Прямо над головой Пети располагалась большая витрина с прекрасными тропическими раковинами. Огромные тридакны соседствовали с красными и белыми кораллами, морским ежом и слегка тронутой полировкой бирюзой.
– Да, Вы сказали, что наш Андрюша тоже к Вам приходил? – осторожно спросил Кирилл.
– Это было чудное дело. Я вообще боюсь посторонних. И сегодня бы не открыла. Но ты сразу сказал, как нужно.
– Клавдия Савельевна, а как нужно было сказать? У Вас разве пароль есть? – открыл рот Петька, которому после приключения в Аланье всюду мерещились засады и шифровки.
Тётя Глаша засмеялась ещё сквозь слёзы:
– Так папа твой сразу Диму назвал, имя его, отчество и фамилию.

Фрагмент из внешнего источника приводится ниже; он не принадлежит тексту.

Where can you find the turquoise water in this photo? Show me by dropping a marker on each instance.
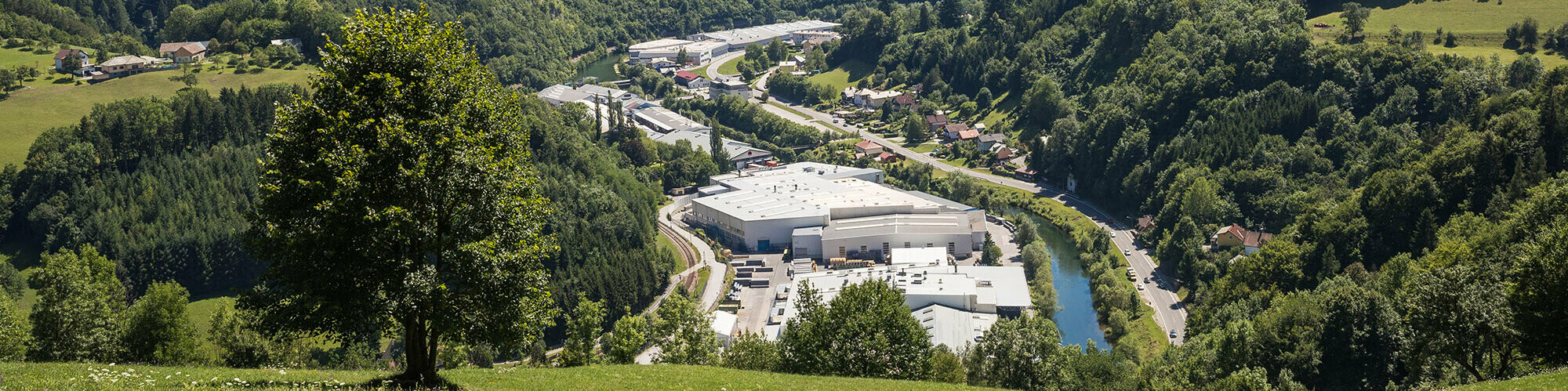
(603, 69)
(1078, 320)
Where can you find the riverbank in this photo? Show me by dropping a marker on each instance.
(1128, 321)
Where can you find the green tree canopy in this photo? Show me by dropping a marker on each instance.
(404, 193)
(865, 332)
(158, 329)
(78, 317)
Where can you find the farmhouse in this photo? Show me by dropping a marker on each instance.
(184, 52)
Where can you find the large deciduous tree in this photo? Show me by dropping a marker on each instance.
(79, 307)
(402, 194)
(158, 329)
(863, 332)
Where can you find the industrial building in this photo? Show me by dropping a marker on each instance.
(730, 88)
(956, 304)
(794, 31)
(832, 212)
(699, 52)
(741, 154)
(666, 121)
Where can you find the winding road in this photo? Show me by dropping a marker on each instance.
(1169, 310)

Парень, чуть не подавившийся райским яблочком, сразу замолк, а Бисер заторопился с вопросом, чтобы сгладить неловкость.
– Петя, имей терпение! Извините пожалуйста, Вы сказали – дверь не открыли бы, если бы не…
– А вот послушай. Я утром в булошную пошла за хлебом. Ещё кефиру взяла, а для Пушка…
За спиной тёти Глаши раздалось звонкое мяуканье и пушистый серый клубочек с белым носом вспрыгнул на колени к Кириллу.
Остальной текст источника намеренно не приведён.